Now what doth Lady Alice so late on the turret stair,
Without a lamp to light her, but the diamond in her hair,
When every arching passage overflows with shallow gloom,
And dreams float through the castle, into every silent room?
She trembles at her footsteps, altho' they fall so light;
Through the turret loopholes she sees the wild midnight;
Broken vapours streaming across the stormy sky;
Down the empty corridors the blast doth moan and cry.
She steals along a gallery; she pauses by a door;
And fast her tears are dropping down upon the oaken floor;
And thrice she seems returning—but thrice she turns again:—
How heavy lies the cloud of sleep on that old father's brain!

122

Oh, well it were that never shouldst thou waken from thy sleep!
For wherefore should they waken, who waken but to weep?
No more, no more beside thy bed doth Peace a vigil keep,
But Woe,—a lion that awaits thy rousing for its leap.

II.

An afternoon of April, no sun appears on high,
But a moist and yellow lustre fills the deepness of the sky:
And through the castle-gateway, left empty and forlorn,
Along the leafless avenue an honour'd bier is borne.
They stop.

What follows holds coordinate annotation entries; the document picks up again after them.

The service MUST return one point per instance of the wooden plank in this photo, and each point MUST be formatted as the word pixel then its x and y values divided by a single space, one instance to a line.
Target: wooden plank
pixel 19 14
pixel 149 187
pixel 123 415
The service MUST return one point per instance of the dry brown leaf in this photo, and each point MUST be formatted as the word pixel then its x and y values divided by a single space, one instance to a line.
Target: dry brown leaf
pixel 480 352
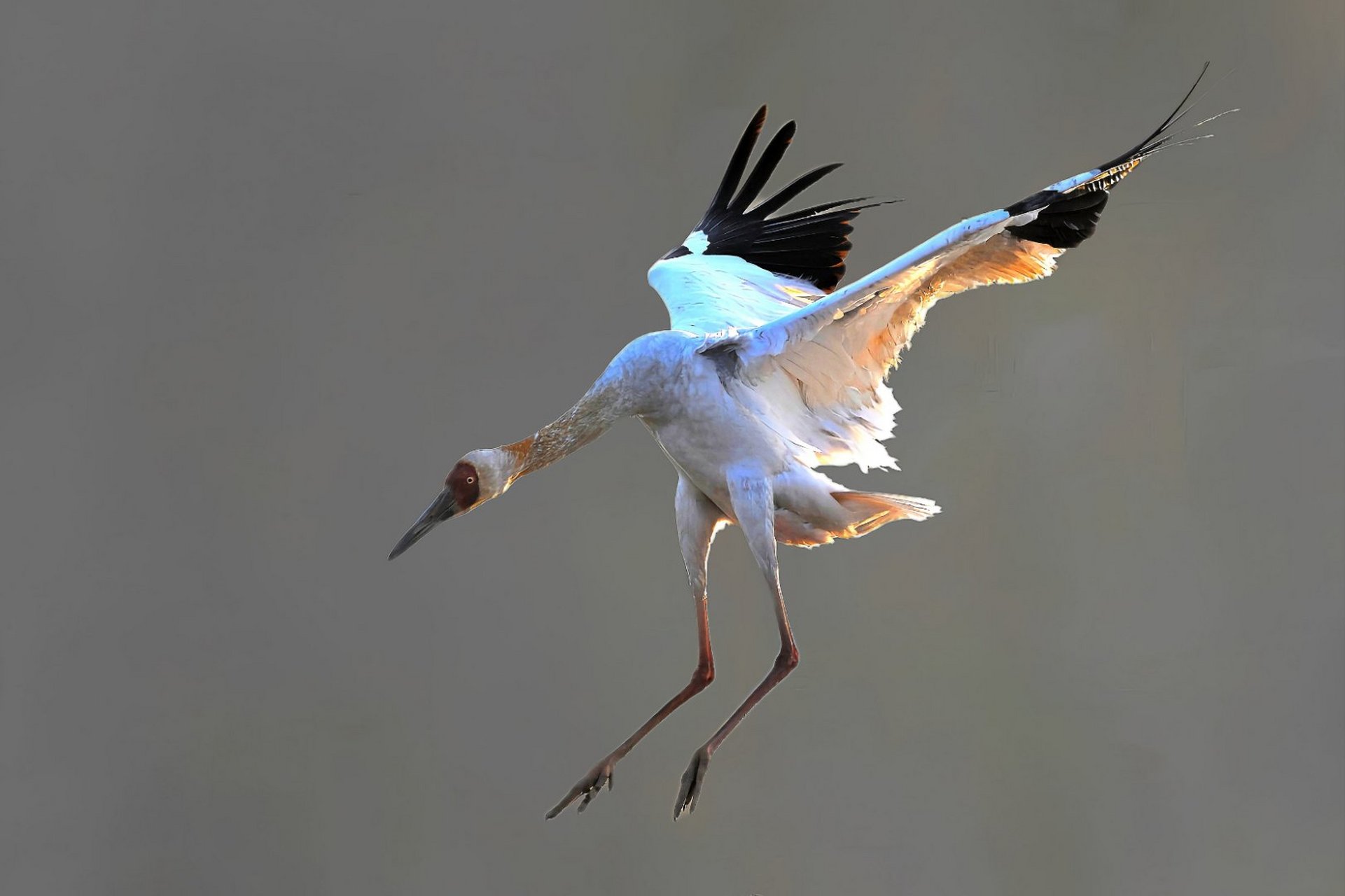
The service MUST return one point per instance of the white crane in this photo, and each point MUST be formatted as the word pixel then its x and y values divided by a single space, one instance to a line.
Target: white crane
pixel 768 372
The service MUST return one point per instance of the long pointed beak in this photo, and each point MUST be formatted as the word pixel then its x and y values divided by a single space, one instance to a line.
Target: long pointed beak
pixel 442 509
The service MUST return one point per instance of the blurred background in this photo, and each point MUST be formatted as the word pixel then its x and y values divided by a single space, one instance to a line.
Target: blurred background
pixel 271 268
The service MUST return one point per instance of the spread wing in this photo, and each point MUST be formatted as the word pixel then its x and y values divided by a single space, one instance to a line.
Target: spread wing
pixel 746 265
pixel 818 372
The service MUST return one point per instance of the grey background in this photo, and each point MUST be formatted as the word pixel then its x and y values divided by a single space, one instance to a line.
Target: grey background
pixel 270 268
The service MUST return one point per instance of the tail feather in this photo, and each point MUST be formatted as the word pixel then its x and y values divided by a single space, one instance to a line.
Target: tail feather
pixel 874 509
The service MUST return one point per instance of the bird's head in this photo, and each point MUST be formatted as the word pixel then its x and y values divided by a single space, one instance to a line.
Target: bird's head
pixel 475 479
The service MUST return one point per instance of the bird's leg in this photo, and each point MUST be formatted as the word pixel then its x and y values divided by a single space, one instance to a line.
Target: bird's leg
pixel 753 505
pixel 697 519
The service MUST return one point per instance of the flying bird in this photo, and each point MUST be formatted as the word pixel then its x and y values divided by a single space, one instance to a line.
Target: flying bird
pixel 769 369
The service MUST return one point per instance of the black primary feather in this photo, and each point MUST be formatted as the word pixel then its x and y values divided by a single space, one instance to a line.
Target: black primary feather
pixel 1071 217
pixel 810 244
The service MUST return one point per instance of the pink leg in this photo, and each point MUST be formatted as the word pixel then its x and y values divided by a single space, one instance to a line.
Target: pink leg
pixel 697 521
pixel 753 505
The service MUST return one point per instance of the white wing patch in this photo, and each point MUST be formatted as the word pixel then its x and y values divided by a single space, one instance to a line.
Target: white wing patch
pixel 724 293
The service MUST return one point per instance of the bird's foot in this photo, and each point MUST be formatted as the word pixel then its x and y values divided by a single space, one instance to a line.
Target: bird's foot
pixel 590 786
pixel 692 780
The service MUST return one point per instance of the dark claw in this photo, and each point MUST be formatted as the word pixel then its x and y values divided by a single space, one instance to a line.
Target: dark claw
pixel 590 788
pixel 692 780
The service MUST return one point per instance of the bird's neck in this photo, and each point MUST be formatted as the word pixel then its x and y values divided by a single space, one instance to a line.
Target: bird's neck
pixel 578 427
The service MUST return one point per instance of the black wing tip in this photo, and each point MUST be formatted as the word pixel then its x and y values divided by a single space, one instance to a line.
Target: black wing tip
pixel 809 244
pixel 1067 218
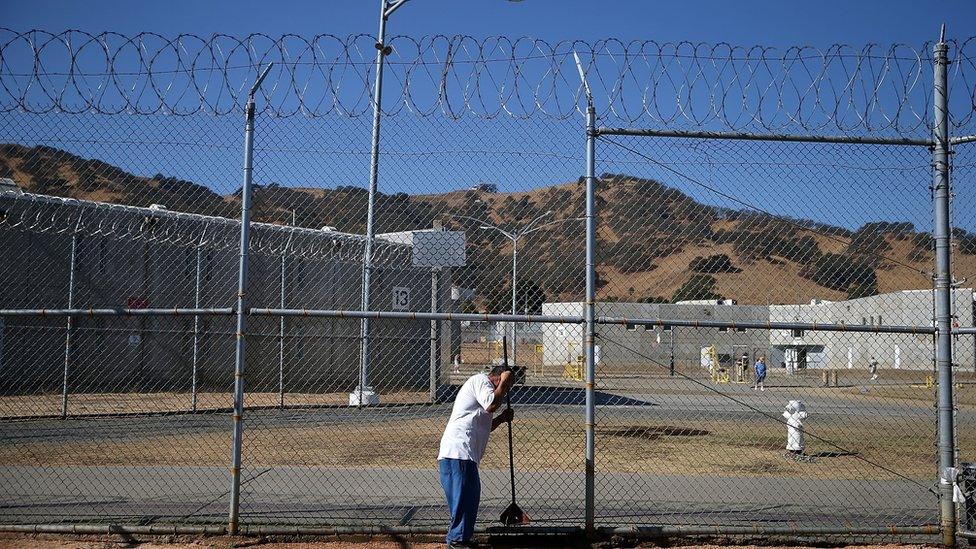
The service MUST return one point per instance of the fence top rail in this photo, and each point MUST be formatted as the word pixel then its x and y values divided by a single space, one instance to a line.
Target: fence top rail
pixel 809 326
pixel 411 315
pixel 874 88
pixel 744 136
pixel 119 311
pixel 152 212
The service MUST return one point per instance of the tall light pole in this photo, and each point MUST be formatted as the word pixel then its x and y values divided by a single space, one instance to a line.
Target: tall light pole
pixel 387 7
pixel 529 228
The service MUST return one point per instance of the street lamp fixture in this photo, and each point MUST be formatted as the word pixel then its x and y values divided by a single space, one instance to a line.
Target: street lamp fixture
pixel 515 236
pixel 363 393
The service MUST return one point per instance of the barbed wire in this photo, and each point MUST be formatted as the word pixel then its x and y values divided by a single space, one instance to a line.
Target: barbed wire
pixel 871 89
pixel 68 216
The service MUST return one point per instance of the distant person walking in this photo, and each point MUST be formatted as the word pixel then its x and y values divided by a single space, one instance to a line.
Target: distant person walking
pixel 760 373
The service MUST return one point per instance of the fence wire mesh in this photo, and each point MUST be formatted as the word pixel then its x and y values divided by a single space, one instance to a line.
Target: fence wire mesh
pixel 126 196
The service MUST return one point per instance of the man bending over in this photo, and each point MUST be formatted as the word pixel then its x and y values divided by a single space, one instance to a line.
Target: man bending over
pixel 463 444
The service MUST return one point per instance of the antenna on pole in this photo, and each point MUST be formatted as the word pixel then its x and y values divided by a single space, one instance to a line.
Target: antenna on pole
pixel 257 83
pixel 586 85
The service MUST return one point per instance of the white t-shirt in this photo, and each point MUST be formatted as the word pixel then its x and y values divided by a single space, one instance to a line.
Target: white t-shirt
pixel 466 434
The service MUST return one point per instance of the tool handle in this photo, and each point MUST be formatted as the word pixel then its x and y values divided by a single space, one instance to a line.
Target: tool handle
pixel 508 404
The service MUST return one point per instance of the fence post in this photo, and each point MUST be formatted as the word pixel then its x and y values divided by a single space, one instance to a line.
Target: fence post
pixel 242 283
pixel 435 327
pixel 943 290
pixel 281 321
pixel 374 172
pixel 71 324
pixel 196 329
pixel 590 316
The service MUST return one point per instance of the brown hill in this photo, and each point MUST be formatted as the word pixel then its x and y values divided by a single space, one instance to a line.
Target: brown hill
pixel 654 242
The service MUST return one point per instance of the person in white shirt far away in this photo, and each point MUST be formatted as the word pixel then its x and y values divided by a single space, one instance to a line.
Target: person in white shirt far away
pixel 463 445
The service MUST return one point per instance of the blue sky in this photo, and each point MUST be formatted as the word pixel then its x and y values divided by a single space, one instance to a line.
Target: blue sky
pixel 845 187
pixel 778 22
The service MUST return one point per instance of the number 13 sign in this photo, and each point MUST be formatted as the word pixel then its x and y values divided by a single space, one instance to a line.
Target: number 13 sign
pixel 401 299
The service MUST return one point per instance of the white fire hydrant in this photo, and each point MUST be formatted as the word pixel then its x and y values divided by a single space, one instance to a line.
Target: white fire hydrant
pixel 795 413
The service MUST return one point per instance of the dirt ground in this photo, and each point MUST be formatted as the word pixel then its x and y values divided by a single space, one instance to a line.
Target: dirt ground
pixel 635 445
pixel 11 541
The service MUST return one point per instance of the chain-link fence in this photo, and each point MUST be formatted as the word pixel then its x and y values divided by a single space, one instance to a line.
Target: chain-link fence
pixel 729 316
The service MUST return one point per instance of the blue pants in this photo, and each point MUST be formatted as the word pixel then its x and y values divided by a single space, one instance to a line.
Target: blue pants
pixel 462 487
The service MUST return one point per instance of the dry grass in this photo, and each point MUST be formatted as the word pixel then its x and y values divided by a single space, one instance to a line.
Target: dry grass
pixel 722 448
pixel 47 541
pixel 142 403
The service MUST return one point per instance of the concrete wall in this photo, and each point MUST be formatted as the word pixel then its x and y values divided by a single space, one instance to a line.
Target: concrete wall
pixel 636 345
pixel 150 354
pixel 623 346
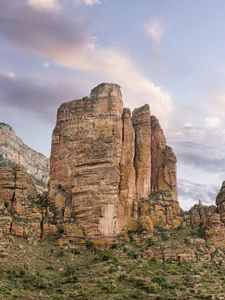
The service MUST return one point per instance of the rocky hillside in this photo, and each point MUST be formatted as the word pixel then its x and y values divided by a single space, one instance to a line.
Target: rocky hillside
pixel 111 170
pixel 14 152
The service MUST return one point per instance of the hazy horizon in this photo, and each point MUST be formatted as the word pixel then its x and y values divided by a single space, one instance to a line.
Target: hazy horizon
pixel 169 54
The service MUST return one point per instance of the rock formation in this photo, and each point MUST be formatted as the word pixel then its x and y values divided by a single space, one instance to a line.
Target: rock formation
pixel 14 152
pixel 215 229
pixel 106 164
pixel 18 211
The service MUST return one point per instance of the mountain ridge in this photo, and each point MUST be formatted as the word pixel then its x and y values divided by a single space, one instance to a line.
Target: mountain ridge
pixel 14 151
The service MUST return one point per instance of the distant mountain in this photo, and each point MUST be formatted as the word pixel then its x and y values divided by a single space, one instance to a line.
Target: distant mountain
pixel 14 152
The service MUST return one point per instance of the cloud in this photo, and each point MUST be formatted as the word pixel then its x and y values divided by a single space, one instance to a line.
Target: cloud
pixel 190 193
pixel 32 96
pixel 212 122
pixel 66 42
pixel 9 74
pixel 155 30
pixel 89 2
pixel 46 64
pixel 44 5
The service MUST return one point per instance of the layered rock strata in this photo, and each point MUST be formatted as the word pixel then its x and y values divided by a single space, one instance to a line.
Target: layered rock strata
pixel 215 229
pixel 105 163
pixel 13 151
pixel 18 208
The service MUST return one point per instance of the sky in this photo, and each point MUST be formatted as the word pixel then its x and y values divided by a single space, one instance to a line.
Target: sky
pixel 169 54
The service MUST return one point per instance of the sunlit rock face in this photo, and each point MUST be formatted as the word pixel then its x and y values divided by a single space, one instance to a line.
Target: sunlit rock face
pixel 101 167
pixel 215 229
pixel 19 214
pixel 13 151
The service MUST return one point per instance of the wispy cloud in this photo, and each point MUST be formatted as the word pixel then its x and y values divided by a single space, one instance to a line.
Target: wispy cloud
pixel 29 95
pixel 190 193
pixel 155 30
pixel 44 5
pixel 67 43
pixel 213 122
pixel 89 2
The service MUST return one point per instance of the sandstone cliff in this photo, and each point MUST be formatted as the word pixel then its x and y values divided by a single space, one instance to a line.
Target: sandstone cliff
pixel 14 151
pixel 19 214
pixel 105 166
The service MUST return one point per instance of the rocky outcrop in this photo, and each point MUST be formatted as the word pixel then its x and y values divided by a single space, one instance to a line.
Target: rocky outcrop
pixel 141 120
pixel 199 214
pixel 163 161
pixel 19 214
pixel 101 163
pixel 220 202
pixel 215 228
pixel 14 152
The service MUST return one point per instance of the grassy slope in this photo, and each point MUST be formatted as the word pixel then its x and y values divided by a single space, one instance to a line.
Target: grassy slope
pixel 46 271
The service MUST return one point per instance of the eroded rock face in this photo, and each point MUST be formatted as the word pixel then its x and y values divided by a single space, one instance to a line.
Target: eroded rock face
pixel 215 231
pixel 220 202
pixel 100 168
pixel 19 214
pixel 163 161
pixel 199 214
pixel 85 161
pixel 13 150
pixel 142 161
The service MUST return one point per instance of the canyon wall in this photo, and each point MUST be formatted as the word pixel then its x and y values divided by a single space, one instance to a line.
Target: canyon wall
pixel 105 163
pixel 13 151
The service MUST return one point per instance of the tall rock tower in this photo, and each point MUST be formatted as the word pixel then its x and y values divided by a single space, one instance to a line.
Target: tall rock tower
pixel 105 162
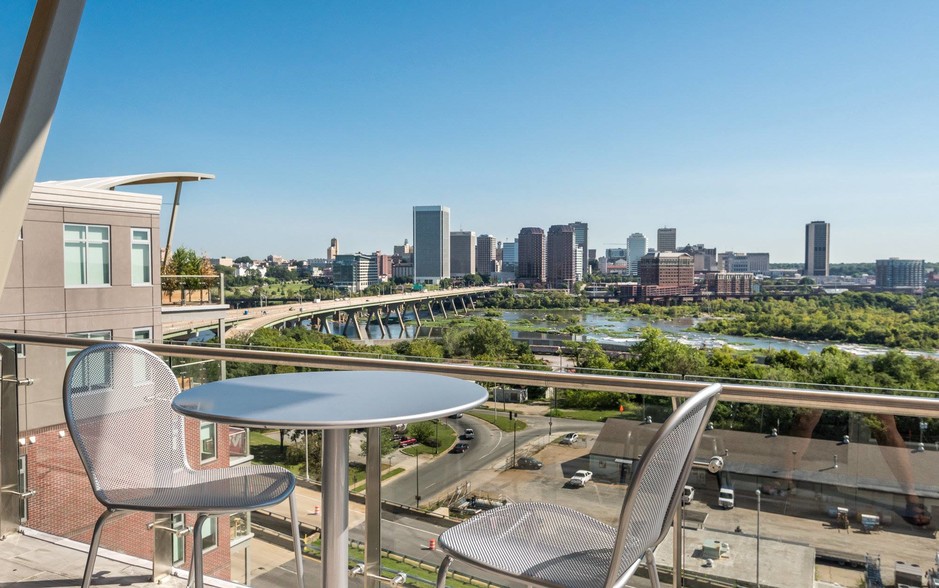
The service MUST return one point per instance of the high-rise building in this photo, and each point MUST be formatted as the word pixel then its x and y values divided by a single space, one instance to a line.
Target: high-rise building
pixel 635 249
pixel 486 255
pixel 561 265
pixel 666 239
pixel 580 238
pixel 431 244
pixel 817 242
pixel 531 256
pixel 666 270
pixel 462 253
pixel 354 271
pixel 900 273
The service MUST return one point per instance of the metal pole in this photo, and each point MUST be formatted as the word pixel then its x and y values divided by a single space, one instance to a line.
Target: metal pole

The long line closes up like some gigantic worm;
A Shape is standing in the path, a wan and ghost-like form,
Which gazes fixedly; nor moves, nor utters any sound;
Then, like a statue built of snow, sinks noiseless to the ground.
And tho' her clothes are ragged, and tho' her feet are bare,
And tho' all wild and tangled falls her heavy silk-brown hair;
Tho' from her eyes the brightness, from her cheeks the bloom is fled,
They know their Lady Alice, the darling of the dead.

123

With silence in her own old room the fainting form they lay,
Where all things stand unalter'd since the night she fled away:
But who—but who—shall bring to life her father from the clay?
But who shall give her back again her heart of a former day?